A LOT OF startups are born out of personal frustration. For Noel Doherty, the beginning of his company can be traced back to the 2012 All-Ireland Intermediate Hurling Championship.
It was Doherty’s last chance to play for the title and possibly clinch a third career medal, but a hamstring tear put an end to those dreams.
“I was willing to go out and buy whatever I needed to get myself back to full fitness. I knew in 2012 that this would be my last chance,” Doherty says.
“I was put on a conditioning programme that required a second person to assist me to exercise, but the problem I found, and a large percentage of other people find, was having someone to help wasn’t always possible.”
Using his experience from a background in construction and design, Doherty went about creating a device that would help him strengthen his hamstring muscles during rehabilitation and prevent further injuries down the line.
According to Doherty, the first prototype wasn’t much to write home about. It was “literally a box”, but it worked.
“It was just to assist me and wasn’t meant to be shown to anyone. I was able to do the programme, I was getting stronger and wasn’t breaking down.
“I showed one of the senior physios for the Kilkenny team and he told me he had never seen something so simple and effective.”
Despite impressing Kilkenny’s back-room team with what the device could do, Doherty says the notion that he could develop the concept into a money-making venture took a while to develop.
To protect the idea while he did further research, Doherty took out a patent – and through Enterprise Ireland’s New Frontiers programme in IT Carlow he explored how the box could be turned into a business.
As part of that programme, Doherty created a new iteration of the original prototype and began trialled the device with Kilkenny’s senior hurlers.
By his own account, the ‘Hamstring Solo Pro’ device was a simple design – but a throwaway comment from Kilkenny hurling legend Henry Shefflin gave him the idea to take it a step further.
“He doesn’t know this, but Henry asked a question one day – he was saying his left hamstring felt fine but his right wasn’t fine – and it triggered something in my head.
“We couldn’t give an exact answer to Henry or any athlete, they couldn’t get objective feedback on their hamstring function.”
Doherty did further product testing with James Allen, the Irish rugby team’s physiotherapist, to add a predictive element to his device.
“The IRFU wanted to take the subjective feedback out of it and get fact-based feedback,” he says.
“I sat down at the table in IT Carlow and started designing a new product that would include sensors that would feed information into an app with all the bells and whistles.

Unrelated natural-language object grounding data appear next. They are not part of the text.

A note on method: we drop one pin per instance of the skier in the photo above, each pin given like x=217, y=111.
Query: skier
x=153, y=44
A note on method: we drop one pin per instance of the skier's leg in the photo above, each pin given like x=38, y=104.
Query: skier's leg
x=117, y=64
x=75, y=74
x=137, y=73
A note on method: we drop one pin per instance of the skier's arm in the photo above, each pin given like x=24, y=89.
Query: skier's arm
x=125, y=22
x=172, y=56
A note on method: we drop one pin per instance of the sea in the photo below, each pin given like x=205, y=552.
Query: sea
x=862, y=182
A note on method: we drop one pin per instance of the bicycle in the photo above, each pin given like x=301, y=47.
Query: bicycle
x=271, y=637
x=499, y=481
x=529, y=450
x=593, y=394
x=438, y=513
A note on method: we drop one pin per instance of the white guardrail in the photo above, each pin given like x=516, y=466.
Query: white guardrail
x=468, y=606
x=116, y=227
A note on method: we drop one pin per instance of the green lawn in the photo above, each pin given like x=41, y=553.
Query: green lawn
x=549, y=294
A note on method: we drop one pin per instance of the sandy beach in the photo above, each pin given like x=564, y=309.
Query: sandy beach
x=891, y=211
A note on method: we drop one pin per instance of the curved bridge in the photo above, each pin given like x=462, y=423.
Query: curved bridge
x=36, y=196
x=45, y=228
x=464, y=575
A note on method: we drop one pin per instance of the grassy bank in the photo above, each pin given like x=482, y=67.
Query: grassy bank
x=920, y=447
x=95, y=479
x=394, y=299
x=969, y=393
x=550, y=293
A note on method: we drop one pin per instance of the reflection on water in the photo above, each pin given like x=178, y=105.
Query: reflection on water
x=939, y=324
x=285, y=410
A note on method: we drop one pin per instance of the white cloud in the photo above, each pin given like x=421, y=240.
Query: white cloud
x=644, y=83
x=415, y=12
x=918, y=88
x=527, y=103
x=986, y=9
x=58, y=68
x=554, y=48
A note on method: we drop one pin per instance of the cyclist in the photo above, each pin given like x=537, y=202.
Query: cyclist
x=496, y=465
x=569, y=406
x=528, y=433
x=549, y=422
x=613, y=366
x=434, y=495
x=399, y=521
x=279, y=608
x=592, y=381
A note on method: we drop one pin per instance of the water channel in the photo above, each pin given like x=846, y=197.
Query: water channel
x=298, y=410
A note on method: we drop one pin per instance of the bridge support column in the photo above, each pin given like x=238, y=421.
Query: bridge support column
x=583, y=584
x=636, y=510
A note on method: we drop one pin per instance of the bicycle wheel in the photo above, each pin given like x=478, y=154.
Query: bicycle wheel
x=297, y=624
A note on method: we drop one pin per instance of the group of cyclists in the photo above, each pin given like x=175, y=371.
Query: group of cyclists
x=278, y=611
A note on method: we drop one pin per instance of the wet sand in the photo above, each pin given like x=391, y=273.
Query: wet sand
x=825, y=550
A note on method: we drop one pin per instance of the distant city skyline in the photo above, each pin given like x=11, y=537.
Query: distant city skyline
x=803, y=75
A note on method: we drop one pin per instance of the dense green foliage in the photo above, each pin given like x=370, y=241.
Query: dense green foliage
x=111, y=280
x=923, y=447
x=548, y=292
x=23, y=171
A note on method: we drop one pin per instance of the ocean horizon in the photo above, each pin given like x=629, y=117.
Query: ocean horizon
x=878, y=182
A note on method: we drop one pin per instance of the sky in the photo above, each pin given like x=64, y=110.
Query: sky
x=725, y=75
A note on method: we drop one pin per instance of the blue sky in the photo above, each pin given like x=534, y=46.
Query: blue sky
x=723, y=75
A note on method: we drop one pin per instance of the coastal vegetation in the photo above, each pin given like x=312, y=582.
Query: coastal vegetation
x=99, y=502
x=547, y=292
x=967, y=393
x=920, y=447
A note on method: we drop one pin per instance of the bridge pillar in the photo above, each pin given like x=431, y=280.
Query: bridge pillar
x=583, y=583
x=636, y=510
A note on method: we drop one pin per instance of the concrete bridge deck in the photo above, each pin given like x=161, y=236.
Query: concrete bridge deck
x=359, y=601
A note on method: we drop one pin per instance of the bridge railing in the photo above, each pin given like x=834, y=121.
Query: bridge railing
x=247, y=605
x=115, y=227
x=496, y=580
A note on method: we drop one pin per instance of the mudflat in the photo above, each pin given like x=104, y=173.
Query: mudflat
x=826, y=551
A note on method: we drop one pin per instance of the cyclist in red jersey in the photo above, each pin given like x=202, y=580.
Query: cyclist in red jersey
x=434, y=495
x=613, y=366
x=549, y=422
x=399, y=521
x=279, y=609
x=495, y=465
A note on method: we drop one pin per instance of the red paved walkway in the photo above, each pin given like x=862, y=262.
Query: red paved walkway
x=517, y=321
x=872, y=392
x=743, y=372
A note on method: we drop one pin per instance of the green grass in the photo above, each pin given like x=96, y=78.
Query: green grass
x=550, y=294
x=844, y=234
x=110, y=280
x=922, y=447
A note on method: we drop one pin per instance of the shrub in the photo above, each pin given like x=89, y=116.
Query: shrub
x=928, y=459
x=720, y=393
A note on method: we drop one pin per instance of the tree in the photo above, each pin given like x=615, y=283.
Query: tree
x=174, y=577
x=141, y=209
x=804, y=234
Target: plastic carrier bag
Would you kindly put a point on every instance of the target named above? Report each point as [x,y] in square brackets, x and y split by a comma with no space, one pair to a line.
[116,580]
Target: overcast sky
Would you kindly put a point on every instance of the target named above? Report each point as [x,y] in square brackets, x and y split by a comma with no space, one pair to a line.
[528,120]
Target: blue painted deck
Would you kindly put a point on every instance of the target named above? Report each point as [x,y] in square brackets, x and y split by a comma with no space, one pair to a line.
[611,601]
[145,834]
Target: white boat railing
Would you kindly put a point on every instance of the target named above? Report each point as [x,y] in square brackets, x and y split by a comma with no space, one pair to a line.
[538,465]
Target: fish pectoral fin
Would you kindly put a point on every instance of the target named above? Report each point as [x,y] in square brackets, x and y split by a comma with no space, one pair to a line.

Little did I know how much work it would take to get that done.”
What he eventually created was the next iteration of the product, the ‘Hamstring Solo Elite’, which uses built-in sensors to measure hamstring strength and track fitness progress over time.
Doherty says data from the device can be monitored through either an iOS or Android app with players’ details stored in the cloud.
“Performance coaches can evaluate if the training programme is working and they can set goals for players. We can assess proven injury risks as well.”
The Hamstring Solo devices sell at very different price points, with the pro version sold for just under €800 per unit.
The elite version of the device costs €5,000 with an annual licensing fee of €2,500 to use the software and cloud-based services.
Since the firm started trials with Kilkenny hurlers, several other high-profile sports teams have joined its client list, including English rugby clubs Saracens and Leicester Tigers, and English Premier League side West Bromwich Albion.
Doherty says the firm also makes some revenue from doing hamstring screen tests for squads to evaluate players’ susceptibility to injury.
But he adds his firm’s biggest contract to date has been a five-year deal with the English Institute of Sport – the body that oversees Britain’s Olympic and Paralympic teams.
His business, ND Sports Performance, is currently preparing for the rollout of its products next month into more European markets.
To fund this expansion, the Kilkenny firm recently raised €300,000 from Halo Business Angel Network investors and Enterprise Ireland.
The funding round, which was partly backed by the South East Business Angel Network syndicate, will be used to add a number of new employees to the business, which currently has five people on its books.
Doherty says he is mainly looking to hire researchers and also add some customer support, sales and marketing staff.
“One of the hardest thing we had to do, and it’s not just us, all SMEs find this hard, was get funding. It’s never enough.
“The potential is there to raise more funds. If we want to target future expansion, particularly into the US, we will be looking for more investment.
“We’re looking to go to the US before the end of the summer, so potentially before the end of the year we’ll try raise more funding.”
He adds that further investment would also help the company expand into new product areas.
“It’s important not to be a one-product company, you need to keep moving. Sport is getting very scientific, people are looking for more objective data from other muscles and that’s what we’re going to provide, more muscle monitoring.”